在标准 (C++14) 的哪个地方说以下两个声明是等价的？

Question

struct A{};
int A;
struct A a;
struct A::A b;

上面的最后两个声明 equivalent.They 都声明了类型 A 的对象。我可以在标准中的什么地方找到或推导出这个？

Answer 1

[class]/2:

A class-name is inserted into the scope in which it is declared immediately after the class-name is seen. The class-name is also inserted into the scope of the class itself; this is known as the injected-class-name.

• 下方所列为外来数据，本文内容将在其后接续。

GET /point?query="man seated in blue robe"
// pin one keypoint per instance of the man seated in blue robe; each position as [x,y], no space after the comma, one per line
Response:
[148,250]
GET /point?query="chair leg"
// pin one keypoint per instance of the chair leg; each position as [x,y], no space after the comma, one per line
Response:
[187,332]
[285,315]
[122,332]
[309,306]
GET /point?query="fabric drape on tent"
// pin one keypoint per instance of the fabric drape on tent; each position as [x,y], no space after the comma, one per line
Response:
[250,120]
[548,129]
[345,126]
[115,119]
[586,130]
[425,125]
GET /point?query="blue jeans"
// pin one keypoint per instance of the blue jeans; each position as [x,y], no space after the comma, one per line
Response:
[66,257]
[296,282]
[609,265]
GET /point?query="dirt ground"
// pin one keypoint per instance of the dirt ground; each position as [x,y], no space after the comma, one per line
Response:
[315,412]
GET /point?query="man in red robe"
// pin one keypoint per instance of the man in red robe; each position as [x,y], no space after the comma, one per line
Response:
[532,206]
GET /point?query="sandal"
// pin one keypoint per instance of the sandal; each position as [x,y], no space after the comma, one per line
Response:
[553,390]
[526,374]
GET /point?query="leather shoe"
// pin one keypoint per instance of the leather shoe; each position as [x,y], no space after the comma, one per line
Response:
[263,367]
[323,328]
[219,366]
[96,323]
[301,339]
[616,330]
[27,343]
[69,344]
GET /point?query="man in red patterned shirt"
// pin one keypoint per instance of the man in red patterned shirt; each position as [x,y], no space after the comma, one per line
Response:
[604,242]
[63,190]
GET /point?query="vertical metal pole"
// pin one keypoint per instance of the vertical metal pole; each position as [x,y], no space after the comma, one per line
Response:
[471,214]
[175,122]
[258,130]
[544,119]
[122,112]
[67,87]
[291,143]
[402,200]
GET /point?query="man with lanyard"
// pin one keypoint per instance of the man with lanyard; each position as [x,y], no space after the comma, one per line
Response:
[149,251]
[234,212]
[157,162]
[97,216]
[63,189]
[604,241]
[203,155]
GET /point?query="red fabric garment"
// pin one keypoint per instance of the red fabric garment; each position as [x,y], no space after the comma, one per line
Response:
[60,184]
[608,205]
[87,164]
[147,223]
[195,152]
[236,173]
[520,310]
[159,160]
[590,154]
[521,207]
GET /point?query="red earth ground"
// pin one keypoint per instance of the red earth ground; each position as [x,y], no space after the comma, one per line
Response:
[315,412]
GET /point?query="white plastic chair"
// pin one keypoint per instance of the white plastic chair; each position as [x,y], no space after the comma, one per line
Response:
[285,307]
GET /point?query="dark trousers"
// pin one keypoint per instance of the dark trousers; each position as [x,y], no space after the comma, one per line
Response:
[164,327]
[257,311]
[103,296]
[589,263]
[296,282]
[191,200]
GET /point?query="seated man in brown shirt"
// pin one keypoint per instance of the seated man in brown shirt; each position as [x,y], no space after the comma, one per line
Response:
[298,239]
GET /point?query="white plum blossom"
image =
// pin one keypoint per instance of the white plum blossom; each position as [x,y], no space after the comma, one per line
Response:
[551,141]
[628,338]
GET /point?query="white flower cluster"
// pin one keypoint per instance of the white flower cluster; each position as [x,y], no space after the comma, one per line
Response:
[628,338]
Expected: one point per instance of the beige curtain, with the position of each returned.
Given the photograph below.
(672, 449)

即A::A::A::A 也指代 A。在某些情况下，A::A 可以命名构造函数，尽管 - [class.qual]/2 涵盖了这一点，它的注释甚至解决了你的例子：

In a lookup in which function names are not ignored³³ and the nested-name-specifier nominates a class C

• if the name specified after the nested-name-specifier, when looked up in C, is the injected-class-name of C (Clause 9), or
• in a using-declaration (7.3.3) that is a member-declaration, if the name specified after the nested-name- specifier is the same as the identifier or the simple-template-id’s template-name in the last component of the nested-name-specifier,

the name is instead considered to name the constructor of class C. [ Note: For example, the constructor is not an acceptable lookup result in an elaborated-type-specifier so the constructor would not be used in place of the injected-class-name. — end note ]

---

³³⁾ Lookups in which function names are ignored include names appearing in a nested-name-specifier, an elaborated-type- specifier, or a base-specifier.

所以在这样的语句中

A::A a;

函数名称在查找 A::A 时 而不是 被忽略，因此代码格式错误，因为 A::A 引用了构造函数。然而，在

struct B : A::A {};
struct A::A a;

一切都很好，因为函数名称在基本说明符和详细类型说明符中被忽略。